Florida's Department of Corrections destroyed nearly two years of emails  during hardware maintenance. (Photo via Zachary Korb/Creative Commons)

Florida’s Department of Corrections destroyed nearly two years of emails during hardware maintenance. (Photo via Zachary Korb/Creative Commons)

By Ashley Lopez
Florida Center for Investigative Reporting

After a year of press inquiries, Florida’s Department of Corrections (DOC) told the Scripps-Tribune Capitol Bureau this week that “e-mails from January 2007 through September 2008 were destroyed.” News of the massive public records disappearance, which an information officer with the agency called a “significant loss of data,” comes at a time when the DOC is under significant scrutiny.

Over the past few months media organizations have been investigating allegations that prisoner abuse and deaths were covered-up. And, as Matt Dixon with the Scripps-Tribune reports, the timeline for some of these events now has no public record at the DOC.

Here are some of those evens via Dixon and the The Naples Daily News,

In 2007, the state was under a lethal injection moratorium after a prisoner took 34 minutes to die during a botched 2006 execution. Crist signed a death warrant in July 2007 that was halted by the U.S. Supreme Court, according to the Sarasota Herald-Tribune.

In Oct. 2007, eight prison officials were acquitted in the death of Martin Lee Anderson, a 14-year-old black male held at a Panhandle boot camp. The verdict sparked outrage after a trial featuring video of guards beating Anderson. The case, in part, prompted Time Magazine to publish a story titled “What’s Wrong with Florida’s Prisons.”
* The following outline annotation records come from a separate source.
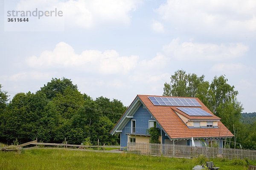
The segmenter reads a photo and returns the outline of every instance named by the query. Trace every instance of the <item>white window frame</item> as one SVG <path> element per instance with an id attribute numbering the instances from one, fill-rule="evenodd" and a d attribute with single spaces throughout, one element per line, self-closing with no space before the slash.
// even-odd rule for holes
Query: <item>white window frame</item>
<path id="1" fill-rule="evenodd" d="M 149 127 L 149 125 L 150 125 L 149 124 L 149 122 L 154 122 L 153 127 L 154 127 L 154 125 L 155 125 L 154 124 L 154 122 L 156 122 L 156 128 L 157 127 L 157 122 L 155 120 L 148 120 L 148 128 L 152 128 L 152 127 Z"/>
<path id="2" fill-rule="evenodd" d="M 208 123 L 211 124 L 211 125 L 208 125 Z M 207 128 L 212 128 L 213 127 L 213 122 L 207 122 L 206 123 L 206 126 Z"/>
<path id="3" fill-rule="evenodd" d="M 134 132 L 133 132 L 133 128 L 134 128 L 134 127 L 133 127 L 133 123 L 132 123 L 133 121 L 134 121 L 135 123 L 135 126 L 134 128 L 135 128 L 135 131 Z M 131 119 L 131 133 L 135 133 L 135 132 L 136 132 L 136 120 Z"/>
<path id="4" fill-rule="evenodd" d="M 199 126 L 195 126 L 195 123 L 199 123 Z M 193 126 L 194 126 L 195 128 L 200 128 L 201 127 L 201 123 L 200 123 L 200 122 L 193 122 Z"/>
<path id="5" fill-rule="evenodd" d="M 131 139 L 134 139 L 135 142 L 133 142 L 133 142 L 131 142 Z M 129 142 L 130 143 L 136 143 L 136 138 L 133 137 L 131 137 L 130 136 L 130 137 L 129 138 Z"/>

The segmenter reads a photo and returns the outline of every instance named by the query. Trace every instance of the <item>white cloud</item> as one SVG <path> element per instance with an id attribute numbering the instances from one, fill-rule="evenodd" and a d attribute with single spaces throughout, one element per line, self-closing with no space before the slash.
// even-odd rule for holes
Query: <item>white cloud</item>
<path id="1" fill-rule="evenodd" d="M 86 50 L 78 54 L 70 45 L 61 42 L 52 51 L 27 57 L 26 62 L 34 68 L 73 68 L 106 74 L 125 74 L 135 68 L 138 59 L 134 55 L 119 56 L 115 50 Z"/>
<path id="2" fill-rule="evenodd" d="M 147 60 L 142 60 L 140 63 L 140 67 L 143 69 L 163 68 L 166 65 L 169 59 L 160 53 L 158 53 L 152 59 Z"/>
<path id="3" fill-rule="evenodd" d="M 20 81 L 28 79 L 47 79 L 51 78 L 50 74 L 38 71 L 21 72 L 11 75 L 9 79 L 12 81 Z"/>
<path id="4" fill-rule="evenodd" d="M 17 8 L 21 10 L 63 11 L 67 26 L 91 28 L 103 23 L 129 24 L 131 12 L 142 3 L 139 0 L 20 0 Z"/>
<path id="5" fill-rule="evenodd" d="M 242 56 L 248 50 L 247 46 L 241 43 L 218 45 L 180 41 L 178 38 L 173 39 L 163 46 L 163 51 L 179 60 L 222 60 Z"/>
<path id="6" fill-rule="evenodd" d="M 211 70 L 212 71 L 222 73 L 239 72 L 242 71 L 246 67 L 241 63 L 219 63 L 214 65 Z"/>
<path id="7" fill-rule="evenodd" d="M 177 29 L 256 35 L 256 1 L 253 0 L 168 0 L 156 11 Z"/>
<path id="8" fill-rule="evenodd" d="M 168 80 L 171 77 L 171 75 L 169 73 L 156 74 L 154 72 L 152 71 L 150 73 L 148 72 L 137 73 L 130 76 L 130 79 L 132 81 L 143 82 L 151 85 L 161 82 L 164 82 L 166 80 Z"/>
<path id="9" fill-rule="evenodd" d="M 153 31 L 159 33 L 162 33 L 164 31 L 164 29 L 163 24 L 157 21 L 154 20 L 151 24 L 151 28 Z"/>

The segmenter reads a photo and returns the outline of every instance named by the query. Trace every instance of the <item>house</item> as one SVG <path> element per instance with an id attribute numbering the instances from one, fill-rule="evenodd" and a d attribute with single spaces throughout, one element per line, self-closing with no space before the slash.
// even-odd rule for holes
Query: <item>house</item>
<path id="1" fill-rule="evenodd" d="M 149 143 L 148 129 L 160 130 L 162 144 L 207 146 L 233 134 L 198 98 L 138 95 L 111 130 L 120 135 L 121 148 L 127 142 Z"/>

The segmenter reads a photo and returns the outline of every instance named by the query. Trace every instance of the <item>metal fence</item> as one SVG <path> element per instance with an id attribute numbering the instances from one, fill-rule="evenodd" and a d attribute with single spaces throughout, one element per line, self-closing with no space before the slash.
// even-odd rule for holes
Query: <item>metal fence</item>
<path id="1" fill-rule="evenodd" d="M 127 150 L 140 154 L 182 158 L 196 158 L 204 155 L 207 158 L 220 157 L 228 159 L 247 158 L 256 160 L 256 150 L 239 149 L 128 142 Z"/>
<path id="2" fill-rule="evenodd" d="M 125 127 L 125 134 L 149 135 L 148 128 Z"/>

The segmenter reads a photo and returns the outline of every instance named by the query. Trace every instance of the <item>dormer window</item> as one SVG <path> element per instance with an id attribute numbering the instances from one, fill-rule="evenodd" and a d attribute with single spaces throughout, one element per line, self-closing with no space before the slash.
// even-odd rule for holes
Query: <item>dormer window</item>
<path id="1" fill-rule="evenodd" d="M 148 128 L 156 128 L 157 127 L 157 122 L 154 120 L 149 120 L 148 121 Z"/>
<path id="2" fill-rule="evenodd" d="M 213 126 L 213 122 L 207 122 L 207 128 L 212 128 Z"/>
<path id="3" fill-rule="evenodd" d="M 195 128 L 200 128 L 200 122 L 194 122 L 194 127 Z"/>

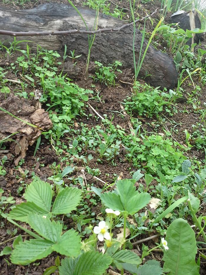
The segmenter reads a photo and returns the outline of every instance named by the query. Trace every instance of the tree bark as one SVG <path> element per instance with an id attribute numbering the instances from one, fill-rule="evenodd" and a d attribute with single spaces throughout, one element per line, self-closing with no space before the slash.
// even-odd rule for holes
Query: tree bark
<path id="1" fill-rule="evenodd" d="M 82 7 L 78 9 L 82 15 L 89 29 L 92 30 L 96 12 Z M 122 22 L 111 16 L 99 13 L 98 28 L 117 28 Z M 0 29 L 15 32 L 65 31 L 86 29 L 85 26 L 76 11 L 70 5 L 49 3 L 31 9 L 15 11 L 0 6 Z M 123 63 L 123 67 L 134 67 L 132 40 L 133 27 L 130 26 L 119 32 L 97 34 L 92 48 L 90 60 L 97 60 L 107 65 L 115 60 Z M 136 60 L 139 60 L 142 35 L 136 31 L 135 50 Z M 14 41 L 10 37 L 0 35 L 2 41 Z M 29 45 L 36 47 L 37 45 L 48 49 L 58 50 L 66 44 L 68 50 L 75 49 L 76 55 L 82 54 L 81 58 L 86 60 L 88 53 L 87 35 L 73 34 L 67 36 L 19 37 L 18 40 L 32 41 Z M 144 40 L 141 53 L 142 57 L 147 46 Z M 23 42 L 21 47 L 25 47 Z M 140 70 L 139 76 L 155 87 L 172 88 L 177 83 L 177 73 L 172 58 L 157 51 L 150 45 Z"/>
<path id="2" fill-rule="evenodd" d="M 183 11 L 178 11 L 170 17 L 169 22 L 178 23 L 179 27 L 184 31 L 201 28 L 201 22 L 198 13 L 195 11 L 186 12 Z M 191 46 L 194 43 L 199 44 L 202 40 L 202 34 L 192 34 L 192 38 L 186 42 L 189 46 Z"/>

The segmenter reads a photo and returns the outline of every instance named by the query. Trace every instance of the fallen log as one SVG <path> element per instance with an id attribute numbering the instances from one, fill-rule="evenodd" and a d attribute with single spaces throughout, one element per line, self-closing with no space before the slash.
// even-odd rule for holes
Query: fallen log
<path id="1" fill-rule="evenodd" d="M 89 29 L 92 29 L 96 11 L 78 7 Z M 118 28 L 122 22 L 111 16 L 99 13 L 98 27 Z M 31 9 L 15 11 L 0 6 L 0 29 L 14 32 L 40 32 L 65 31 L 69 29 L 85 30 L 84 22 L 75 10 L 71 6 L 49 3 Z M 90 60 L 103 64 L 112 63 L 115 60 L 121 62 L 123 67 L 134 67 L 132 52 L 133 27 L 130 26 L 119 32 L 100 33 L 97 34 L 92 49 Z M 13 38 L 0 35 L 2 41 Z M 136 60 L 139 60 L 142 36 L 136 31 L 135 49 Z M 82 34 L 67 36 L 19 37 L 18 40 L 32 40 L 32 47 L 37 45 L 48 49 L 59 50 L 67 45 L 68 50 L 75 49 L 77 54 L 82 54 L 81 58 L 86 60 L 88 52 L 87 36 Z M 147 42 L 144 41 L 141 53 L 142 56 Z M 21 47 L 25 47 L 25 43 Z M 157 51 L 150 45 L 141 68 L 139 76 L 155 86 L 172 88 L 176 85 L 177 73 L 173 59 L 167 55 Z"/>
<path id="2" fill-rule="evenodd" d="M 6 99 L 1 98 L 0 107 L 21 120 L 0 110 L 0 141 L 9 142 L 10 151 L 15 156 L 16 165 L 21 159 L 25 157 L 28 146 L 34 144 L 43 131 L 51 129 L 53 125 L 48 113 L 41 108 L 38 101 L 31 101 L 13 95 Z"/>
<path id="3" fill-rule="evenodd" d="M 178 23 L 179 27 L 184 31 L 187 29 L 193 30 L 195 29 L 201 28 L 201 22 L 198 13 L 195 11 L 186 12 L 183 10 L 178 11 L 170 17 L 169 22 Z M 194 43 L 199 44 L 203 40 L 202 33 L 194 33 L 192 37 L 186 42 L 186 44 L 190 46 Z"/>

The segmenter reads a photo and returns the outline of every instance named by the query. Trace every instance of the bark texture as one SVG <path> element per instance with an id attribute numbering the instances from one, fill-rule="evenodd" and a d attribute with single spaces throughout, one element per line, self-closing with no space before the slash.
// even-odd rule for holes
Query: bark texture
<path id="1" fill-rule="evenodd" d="M 89 29 L 92 30 L 96 11 L 78 7 Z M 111 16 L 99 13 L 98 27 L 118 27 L 122 22 Z M 86 29 L 85 26 L 76 10 L 69 5 L 50 3 L 31 9 L 16 11 L 0 6 L 0 29 L 13 31 L 64 31 Z M 134 67 L 132 52 L 133 27 L 127 27 L 119 32 L 97 34 L 92 49 L 91 60 L 97 60 L 105 65 L 115 60 L 121 61 L 123 67 Z M 135 48 L 136 60 L 139 60 L 142 36 L 137 30 Z M 75 50 L 76 54 L 82 54 L 81 58 L 86 60 L 88 52 L 87 35 L 69 34 L 63 36 L 19 37 L 18 40 L 32 42 L 30 46 L 38 44 L 49 49 L 59 50 L 66 44 L 68 50 Z M 0 35 L 2 41 L 13 38 Z M 141 54 L 142 56 L 147 42 L 145 40 Z M 25 46 L 25 43 L 21 47 Z M 177 73 L 172 58 L 150 46 L 141 68 L 140 76 L 148 75 L 145 80 L 154 86 L 172 88 L 177 83 Z"/>
<path id="2" fill-rule="evenodd" d="M 169 23 L 178 23 L 179 27 L 184 31 L 201 28 L 201 22 L 198 13 L 195 11 L 191 11 L 189 12 L 186 12 L 183 11 L 178 11 L 170 17 Z M 193 43 L 198 44 L 200 41 L 202 40 L 202 34 L 193 34 L 192 36 L 192 37 L 187 42 L 187 44 L 189 46 L 191 46 Z"/>

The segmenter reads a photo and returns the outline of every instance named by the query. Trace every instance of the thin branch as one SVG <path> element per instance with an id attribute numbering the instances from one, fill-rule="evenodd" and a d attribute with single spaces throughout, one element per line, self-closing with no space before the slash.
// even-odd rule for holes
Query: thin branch
<path id="1" fill-rule="evenodd" d="M 126 118 L 127 122 L 127 123 L 128 126 L 129 126 L 129 128 L 131 132 L 132 135 L 134 136 L 135 134 L 134 131 L 133 126 L 131 123 L 131 121 L 130 121 L 130 119 L 128 115 L 127 115 L 126 111 L 124 110 L 124 108 L 123 107 L 123 105 L 121 103 L 120 103 L 120 108 L 121 108 L 121 110 L 122 111 L 124 117 Z"/>
<path id="2" fill-rule="evenodd" d="M 146 242 L 147 241 L 149 241 L 150 240 L 152 240 L 152 239 L 154 239 L 158 237 L 161 236 L 160 234 L 157 234 L 156 235 L 154 235 L 153 236 L 151 236 L 150 237 L 148 237 L 148 238 L 145 238 L 145 239 L 142 239 L 142 240 L 140 240 L 136 242 L 134 242 L 134 243 L 132 243 L 132 244 L 134 245 L 134 244 L 137 244 L 138 243 L 144 243 L 144 242 Z"/>
<path id="3" fill-rule="evenodd" d="M 101 115 L 100 115 L 98 113 L 97 111 L 95 110 L 95 109 L 92 106 L 91 104 L 89 104 L 89 102 L 87 102 L 87 104 L 89 105 L 89 106 L 90 107 L 91 109 L 92 110 L 92 111 L 94 111 L 94 113 L 96 114 L 99 116 L 99 117 L 100 117 L 101 119 L 103 119 L 104 120 L 105 120 L 105 118 L 103 117 Z"/>
<path id="4" fill-rule="evenodd" d="M 137 19 L 134 21 L 134 23 L 142 21 L 145 18 L 149 17 L 153 15 L 157 12 L 157 9 L 153 11 L 151 14 L 147 15 L 139 19 Z M 74 29 L 68 31 L 62 31 L 56 32 L 12 32 L 11 31 L 5 31 L 0 30 L 0 34 L 4 34 L 4 35 L 10 35 L 11 36 L 43 36 L 45 35 L 65 35 L 67 34 L 75 34 L 76 33 L 84 34 L 94 34 L 96 33 L 103 32 L 119 32 L 119 31 L 125 29 L 127 27 L 131 26 L 134 22 L 132 22 L 129 24 L 126 24 L 122 25 L 119 28 L 112 29 L 105 28 L 99 29 L 96 31 L 85 31 L 83 30 Z"/>

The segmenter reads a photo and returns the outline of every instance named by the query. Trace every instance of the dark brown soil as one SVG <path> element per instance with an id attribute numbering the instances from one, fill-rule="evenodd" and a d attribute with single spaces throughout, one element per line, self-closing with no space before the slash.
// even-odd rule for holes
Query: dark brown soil
<path id="1" fill-rule="evenodd" d="M 68 3 L 67 0 L 56 0 L 55 1 L 65 3 Z M 76 1 L 74 1 L 73 2 L 76 3 L 77 5 L 79 5 L 83 1 L 77 0 Z M 30 9 L 46 2 L 46 0 L 39 0 L 37 1 L 36 0 L 31 0 L 27 2 L 23 6 L 25 8 Z M 128 2 L 125 0 L 120 1 L 113 0 L 112 2 L 126 9 L 129 9 Z M 14 1 L 11 4 L 5 4 L 11 8 L 15 9 L 22 8 L 21 7 L 18 6 L 16 3 L 16 1 Z M 157 7 L 159 7 L 159 3 L 157 4 L 156 3 L 155 4 L 152 2 L 146 4 L 141 4 L 141 8 L 138 9 L 136 12 L 136 16 L 137 17 L 138 16 L 140 17 L 143 17 L 145 16 L 146 11 L 147 12 L 148 11 L 152 11 Z M 114 8 L 116 6 L 112 3 L 111 6 Z M 130 12 L 126 9 L 124 10 L 124 11 L 130 17 Z M 159 14 L 157 13 L 155 15 L 155 18 L 159 19 Z M 128 19 L 126 15 L 123 19 L 124 20 Z M 151 28 L 151 25 L 149 21 L 149 20 L 148 20 L 148 22 L 147 21 L 147 30 L 149 32 L 149 30 L 150 30 L 149 31 L 151 32 L 152 31 L 152 28 Z M 164 46 L 162 44 L 160 45 L 159 47 L 160 48 L 162 49 Z M 11 58 L 13 58 L 15 61 L 18 56 L 17 53 L 13 55 Z M 1 57 L 0 57 L 0 62 L 4 61 L 4 56 Z M 90 68 L 90 73 L 94 73 L 94 67 L 92 67 L 92 64 L 91 64 Z M 85 64 L 78 62 L 75 66 L 74 70 L 73 67 L 71 67 L 69 62 L 64 63 L 63 67 L 62 65 L 61 66 L 60 66 L 59 68 L 59 71 L 63 69 L 65 72 L 67 73 L 69 77 L 74 79 L 76 83 L 80 87 L 85 89 L 91 88 L 91 85 L 94 83 L 91 78 L 89 78 L 87 80 L 85 78 L 83 73 L 85 68 Z M 16 77 L 14 74 L 11 72 L 9 72 L 9 74 L 7 75 L 8 77 L 9 76 L 9 78 L 11 79 L 17 80 Z M 18 76 L 20 78 L 21 76 Z M 118 124 L 122 128 L 125 129 L 126 131 L 128 133 L 129 132 L 130 130 L 127 120 L 119 113 L 121 111 L 120 103 L 123 102 L 124 99 L 132 94 L 131 86 L 129 83 L 132 83 L 133 77 L 133 74 L 132 70 L 127 69 L 124 70 L 123 73 L 118 76 L 118 79 L 116 80 L 116 81 L 117 85 L 114 87 L 108 87 L 106 85 L 101 85 L 99 83 L 95 83 L 96 91 L 97 90 L 100 92 L 100 96 L 102 96 L 101 98 L 101 101 L 94 101 L 91 100 L 89 100 L 89 101 L 101 115 L 103 116 L 104 114 L 106 114 L 110 119 L 112 120 L 112 123 L 114 125 Z M 143 80 L 141 81 L 143 81 Z M 195 80 L 194 81 L 197 84 L 197 82 Z M 176 123 L 177 126 L 175 127 L 175 129 L 178 129 L 178 131 L 177 132 L 172 130 L 172 137 L 174 140 L 177 141 L 181 144 L 185 144 L 185 146 L 187 146 L 185 144 L 185 130 L 187 129 L 190 134 L 192 134 L 193 128 L 192 126 L 192 124 L 196 124 L 199 117 L 199 115 L 197 111 L 194 110 L 192 105 L 190 103 L 188 104 L 187 102 L 187 99 L 188 98 L 188 94 L 190 94 L 192 90 L 192 86 L 188 86 L 188 82 L 188 82 L 185 82 L 182 86 L 184 90 L 186 91 L 183 95 L 185 100 L 183 100 L 182 102 L 178 103 L 176 106 L 178 111 L 177 113 L 175 114 L 172 117 L 169 117 L 166 114 L 164 114 L 167 118 L 166 122 L 164 123 L 162 123 L 158 129 L 156 129 L 153 128 L 152 126 L 151 125 L 151 122 L 152 122 L 154 123 L 159 123 L 160 122 L 158 119 L 153 118 L 149 119 L 147 118 L 140 118 L 140 119 L 142 119 L 141 121 L 143 123 L 143 129 L 146 129 L 149 132 L 156 131 L 158 133 L 164 133 L 165 132 L 163 129 L 167 129 L 167 128 L 170 130 L 171 128 L 174 129 L 174 125 Z M 200 101 L 200 106 L 202 108 L 204 108 L 204 103 L 206 102 L 206 86 L 205 86 L 201 87 L 201 92 L 199 94 L 195 96 Z M 0 93 L 0 104 L 3 102 L 4 100 L 4 95 Z M 12 112 L 12 110 L 10 111 Z M 81 122 L 84 122 L 87 124 L 88 127 L 91 128 L 94 126 L 100 123 L 99 121 L 97 121 L 95 117 L 95 114 L 90 108 L 87 108 L 86 110 L 86 112 L 88 114 L 92 113 L 92 116 L 90 117 L 89 120 L 84 117 L 78 118 L 76 118 L 75 122 L 79 123 Z M 200 131 L 202 131 L 201 127 L 200 126 L 199 128 Z M 66 136 L 66 135 L 65 135 Z M 69 136 L 69 134 L 67 136 L 67 137 Z M 68 140 L 65 139 L 64 140 L 64 139 L 62 139 L 62 141 L 65 142 L 65 143 L 69 142 Z M 19 187 L 22 186 L 23 186 L 24 188 L 26 185 L 31 182 L 32 172 L 34 172 L 36 174 L 39 176 L 41 179 L 44 180 L 47 180 L 49 177 L 53 174 L 51 166 L 54 162 L 56 162 L 57 164 L 60 164 L 61 167 L 65 166 L 64 163 L 62 161 L 61 156 L 57 154 L 53 147 L 50 144 L 49 144 L 48 141 L 45 139 L 41 141 L 40 145 L 35 157 L 34 157 L 35 145 L 29 146 L 24 162 L 20 167 L 17 167 L 14 164 L 15 157 L 14 156 L 14 152 L 11 150 L 9 147 L 5 149 L 9 150 L 9 152 L 5 153 L 1 152 L 1 150 L 0 150 L 0 159 L 4 155 L 6 155 L 8 158 L 9 161 L 5 164 L 7 172 L 5 177 L 0 176 L 0 187 L 4 191 L 4 196 L 9 196 L 10 194 L 11 195 L 14 197 L 14 199 L 16 200 L 17 202 L 18 202 L 18 203 L 20 203 L 24 200 L 24 198 L 21 195 L 23 193 L 24 190 L 22 191 L 20 194 L 19 194 L 17 192 L 18 189 Z M 191 157 L 195 157 L 198 159 L 202 160 L 205 157 L 204 152 L 198 151 L 195 147 L 193 147 L 191 150 L 188 151 L 187 153 L 188 156 Z M 125 159 L 124 157 L 125 154 L 124 149 L 122 148 L 120 154 L 115 160 L 116 164 L 115 166 L 112 165 L 111 163 L 105 161 L 101 163 L 97 162 L 97 156 L 96 156 L 90 162 L 89 167 L 92 168 L 98 169 L 99 169 L 100 174 L 97 176 L 97 177 L 105 183 L 111 183 L 113 182 L 114 178 L 117 178 L 118 177 L 122 178 L 130 178 L 131 177 L 130 171 L 136 170 L 137 169 L 132 167 L 130 163 L 128 163 Z M 77 177 L 79 171 L 82 169 L 84 169 L 85 167 L 84 167 L 82 163 L 78 162 L 78 160 L 76 162 L 74 160 L 74 164 L 75 164 L 75 166 L 78 167 L 78 169 L 75 170 L 75 172 L 72 175 Z M 28 172 L 25 177 L 24 173 L 26 170 L 27 170 Z M 97 187 L 101 188 L 105 184 L 102 181 L 100 181 L 98 179 L 94 177 L 92 175 L 87 173 L 86 172 L 85 174 L 89 185 L 93 184 Z M 144 180 L 141 180 L 140 182 L 143 185 L 144 184 Z M 68 180 L 65 183 L 69 185 L 70 182 L 69 180 Z M 99 214 L 100 212 L 99 208 L 93 210 L 97 214 Z M 204 210 L 204 209 L 202 210 L 202 214 L 205 214 L 203 212 L 205 210 L 205 209 Z M 11 234 L 8 234 L 7 230 L 10 229 L 11 231 L 12 231 L 16 228 L 5 221 L 1 220 L 0 222 L 1 221 L 4 223 L 4 224 L 0 224 L 0 242 L 3 242 L 7 241 L 12 237 Z M 68 221 L 67 222 L 67 224 L 66 225 L 69 227 L 69 221 Z M 154 232 L 151 233 L 151 235 L 154 235 L 155 233 L 155 232 Z M 18 235 L 19 234 L 24 234 L 24 233 L 18 230 L 16 234 Z M 133 241 L 144 238 L 148 236 L 147 235 L 140 235 L 133 240 Z M 25 238 L 26 238 L 26 237 Z M 151 248 L 155 246 L 155 241 L 157 241 L 158 240 L 150 240 L 145 243 L 144 244 L 148 245 Z M 3 249 L 6 245 L 11 246 L 12 242 L 13 241 L 9 241 L 6 243 L 4 244 L 0 247 L 0 250 L 1 250 Z M 139 246 L 136 246 L 135 248 L 138 250 L 139 249 L 141 250 L 142 245 L 140 245 Z M 29 266 L 17 266 L 11 264 L 8 264 L 8 262 L 4 259 L 9 261 L 9 257 L 8 256 L 4 255 L 1 257 L 0 259 L 0 274 L 2 275 L 21 275 L 23 274 L 40 275 L 43 274 L 44 270 L 47 267 L 54 265 L 54 260 L 57 256 L 57 255 L 55 253 L 53 253 L 46 259 L 37 261 L 35 264 L 31 264 Z M 152 254 L 152 257 L 154 257 L 154 258 L 160 261 L 161 260 L 162 256 L 162 255 L 156 253 L 154 253 Z M 204 262 L 203 260 L 202 260 L 201 261 Z M 205 264 L 205 263 L 203 262 L 201 265 L 200 271 L 201 274 L 202 275 L 205 274 L 206 272 Z"/>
During Fiscal Year 2007, more than 30,000 incidents were reported to the department’s inspector general’s office, which represented a 53 percent increase over five years. Those reports include complaints against staff, inmate injuries, and escape attempts.

That’s just a snippet of events that the press already knows about.

According to the Scripps-Tribune Tallahassee bureau, though, it became impossible to get information about correspondence to and from the DOC during that timeframe.

Scripps-Tribune reported,

“All data sent and received by DOC staff statewide through e-mail from each institution, community corrections, health services, and all other business units within the department for the entire year of 2007 and from January through September of 2008 were destroyed and are no longer retrievable,” Douglas B. Smith, the department’s chief information officer, wrote in a letter dated Aug. 6 that the Scripps-Tribune Capitol Bureau received only last week.

Smith said the records were destroyed in March 2012 in “an attempt to fix a hardware problem” by the Southwood Shared Resource Center, which is a state-owned data center that houses information for state departments and agencies.

The destruction of such a large number of public records is significant because it eliminates an important trail of electronic evidence the agency is required to maintain to publicly document its actions. Not only are state agencies required to maintain and make public records accessible to citizens under Florida’s Sunshine Law. They also are required to retain documents, including e-mails and other electronic messages, for a period that is determined based on the subject of the communication.

“Retention periods are determined by the content, nature, and purpose of records, and are set based on their legal, fiscal, administrative, and historical values, regardless of the format in which they reside or the method by which they are transmitted,” according to the state’s retention policy for electronic communication.

The correspondence must be retained under the state’s record retention policy to comply with required financial and performance audits; grant compliance; potential legal action; and other administrative functions that rely on archived documents.

This isn’t the first time correspondence that is public record has gone missing under Gov. Rick Scott’s administration.

In 2011, It was reported early in Scott’s term that the email accounts he and most of his transition team used were deleted right after he took office– even though state law required that those emails and documents be kept for public record.